BIOWriter
The BIOWriter utility converts a tagged name
corpus from XML tags to BIO tags. It is invoked by
jet -BIOWriter XML-collection
BIO-file
where XML-collection is the
name of the input file -- a collection of XML-annotated files -- and BIO-file is the name of the output
file. XML-collection
should contain a list of the file names of the XML-annotated document
files, one file name per line. File names may either be absolute
paths or relative paths; relative paths are interpreted relative
to the directory containing XML-collection.
Each XML-annotated document file is annotated in MUC format. Only
data between <TEXT> and </TEXT> is processed. Names should be marked with <ENAMEX TYPE=type> ... </ENAMEX>; tags of the form <TIMEX> ... </TIMEX> and <NUMEX> ... </NUMEX> are also allowed but are ignored.
The output file (BIO-file)
consists of one token per line, with a blank line between
sentences. Each line consists of the token, a blank, and a BIO
tag.
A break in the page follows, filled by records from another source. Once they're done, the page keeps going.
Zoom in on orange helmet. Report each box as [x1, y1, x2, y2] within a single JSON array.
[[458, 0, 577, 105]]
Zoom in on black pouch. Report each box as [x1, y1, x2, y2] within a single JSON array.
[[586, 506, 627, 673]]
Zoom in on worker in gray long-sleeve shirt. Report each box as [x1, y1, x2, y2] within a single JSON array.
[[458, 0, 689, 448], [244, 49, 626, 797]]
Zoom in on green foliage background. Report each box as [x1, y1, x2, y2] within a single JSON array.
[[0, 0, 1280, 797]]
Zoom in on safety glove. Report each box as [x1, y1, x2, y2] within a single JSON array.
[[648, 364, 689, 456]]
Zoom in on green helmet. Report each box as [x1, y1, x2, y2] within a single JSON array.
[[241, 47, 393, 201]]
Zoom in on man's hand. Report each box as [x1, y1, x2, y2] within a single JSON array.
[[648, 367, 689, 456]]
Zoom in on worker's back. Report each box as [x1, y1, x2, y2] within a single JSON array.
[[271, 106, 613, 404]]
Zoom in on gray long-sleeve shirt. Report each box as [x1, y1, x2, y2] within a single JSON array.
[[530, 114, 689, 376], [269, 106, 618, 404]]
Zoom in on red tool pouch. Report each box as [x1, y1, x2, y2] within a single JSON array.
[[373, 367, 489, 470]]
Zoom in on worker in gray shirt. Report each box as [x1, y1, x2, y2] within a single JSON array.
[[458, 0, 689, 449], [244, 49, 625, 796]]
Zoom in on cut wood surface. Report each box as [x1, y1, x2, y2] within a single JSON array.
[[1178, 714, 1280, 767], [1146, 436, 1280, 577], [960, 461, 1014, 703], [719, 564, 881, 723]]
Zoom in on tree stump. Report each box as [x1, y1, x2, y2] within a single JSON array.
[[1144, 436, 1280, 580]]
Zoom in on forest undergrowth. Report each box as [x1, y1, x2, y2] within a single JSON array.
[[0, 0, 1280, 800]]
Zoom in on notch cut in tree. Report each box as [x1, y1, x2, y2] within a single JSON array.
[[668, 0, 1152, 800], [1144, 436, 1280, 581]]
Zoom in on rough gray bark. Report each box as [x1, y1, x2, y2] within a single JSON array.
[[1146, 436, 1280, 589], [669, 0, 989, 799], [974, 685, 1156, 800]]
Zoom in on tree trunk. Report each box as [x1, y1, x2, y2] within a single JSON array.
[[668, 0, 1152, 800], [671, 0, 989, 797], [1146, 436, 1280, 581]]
Tokens outside a name are tagged "O". A sequence of
the form <ENAMEX TYPE=type> token1 token2 token3</ENAMEX> will be rendered
token1 B-type
token2 I-type
token3 I-type
The single BIO-file
contains information from all the documents in the input collection.
Note: if input is available as a single file with <DOC> ... </DOC> surrounding each
document, it can be converted to the required (one document per file)
form with the MakeCollection
utility.